Although she is glad to have the opportunity of learning remotely, she admitted it would be nice to have more interaction with the professors. One of her professors hosts a weekly Zoom meeting to help with challenges that may arise for students learning via this type of modality.

West mentioned that some benefits she has experienced with online learning are an enhanced sense of ownership of her education, and founding greater time management skills. 

“It takes initiative to do online learning,” said West.

Maile Wibbens is a student in the Clinical Emergency Medical Technician program at FRCC Westminster. She has a longer commute due to circumstances surrounding COVID-19.

“The Fort Collins EMT program filled up, so I travel down there now,” said Wibbens.

Her program, a hybrid modality, is what many educational institutions are implementing this semester as a resolution to concerns for safety. This means that, while her skills labs and tests are done in person, the majority of learning is done online via the Desire2Learn interface and Zoom lectures. 
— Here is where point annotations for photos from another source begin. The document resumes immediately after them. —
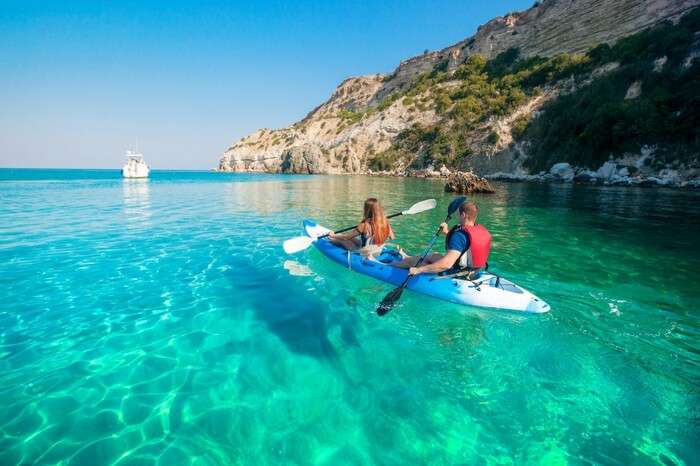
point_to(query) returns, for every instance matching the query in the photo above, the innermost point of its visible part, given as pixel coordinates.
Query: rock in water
(467, 183)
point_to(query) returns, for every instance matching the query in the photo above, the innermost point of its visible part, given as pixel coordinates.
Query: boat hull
(486, 291)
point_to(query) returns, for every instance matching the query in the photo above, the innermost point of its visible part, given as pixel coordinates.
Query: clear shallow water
(158, 322)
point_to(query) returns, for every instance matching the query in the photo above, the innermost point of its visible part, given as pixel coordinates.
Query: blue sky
(82, 81)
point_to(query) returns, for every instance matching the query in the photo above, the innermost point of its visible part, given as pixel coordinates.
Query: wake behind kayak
(487, 291)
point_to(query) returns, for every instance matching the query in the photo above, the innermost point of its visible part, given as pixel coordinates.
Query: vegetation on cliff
(589, 120)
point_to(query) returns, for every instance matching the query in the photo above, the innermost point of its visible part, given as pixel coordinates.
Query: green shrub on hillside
(596, 121)
(583, 127)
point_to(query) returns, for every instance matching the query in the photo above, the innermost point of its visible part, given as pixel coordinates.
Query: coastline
(579, 177)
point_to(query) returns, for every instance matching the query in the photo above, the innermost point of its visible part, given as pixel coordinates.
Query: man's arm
(441, 265)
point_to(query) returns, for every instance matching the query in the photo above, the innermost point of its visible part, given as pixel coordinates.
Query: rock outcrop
(360, 118)
(467, 183)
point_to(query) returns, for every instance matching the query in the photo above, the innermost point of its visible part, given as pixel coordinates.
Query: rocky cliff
(366, 116)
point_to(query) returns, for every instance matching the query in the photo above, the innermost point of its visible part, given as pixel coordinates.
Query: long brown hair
(374, 216)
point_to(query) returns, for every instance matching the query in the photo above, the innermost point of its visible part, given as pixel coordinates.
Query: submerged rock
(467, 183)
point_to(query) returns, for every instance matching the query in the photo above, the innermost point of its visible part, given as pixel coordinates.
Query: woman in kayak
(370, 233)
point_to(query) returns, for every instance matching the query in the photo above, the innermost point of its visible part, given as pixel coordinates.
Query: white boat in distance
(135, 166)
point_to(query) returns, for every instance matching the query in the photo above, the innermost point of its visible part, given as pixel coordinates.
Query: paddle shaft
(355, 226)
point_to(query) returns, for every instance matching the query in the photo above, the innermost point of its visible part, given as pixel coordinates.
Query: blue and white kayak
(485, 291)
Wibbens has been on campus for class twice now, having taken the other six classes online. When Wibbens and two other students studied for a test in the common area of the A Floor, each of them took care to sit at their own table. The FRCC Westminster staff ensured tables were a CDC-recommended 6 feet apart. 

Wibbens is forthcoming with a few pros and cons regarding the hybrid modality. She counts herself as a visual learner, so she prefers to see material on the screen during lectures. She mentions that kinesthetic learners might find online learning challenging, but [linguistic] learners may feel at ease in this type of environment. 

The most notable absence thus far is the social aspect of learning. 

“I think a big part of learning is being able to bounce ideas off of each other,” said Wibbens. “With our class, we’re very silent. I think that’s kind of hard, not being able to learn beyond just the lecture from a teacher.” 

One positive takeaway from this situation is that since she only has to make the long drive a few times throughout the semester, there is more time to walk the dogs, ride her horse, or cook a timely dinner. She adds that it’s good to sit down and be in the headspace for productivity when she logs in. She is able to do her homework immediately after her lecture, without having to drive home and become distracted by other things. 

“You do get a little bit more of your life back.” Wibbens says.

“Try not to procrastinate as much, because you don’t know what changes [are coming] in the world and in life,” said Wibbens. “Taking the chances that you can, while you can. Sometimes it won’t be as easy, or you’re in isolation in your house because of a pandemic.”

Although an influx of people willing to work on the front lines of the healthcare industry may be great news for denizens, Wibbens can’t help but worry about potential employment oversaturation after completing the program. She cites that about 140 people in Northern Colorado will be graduating at the same time.

Students at FRCC Westminster are unsure of what the future holds for education.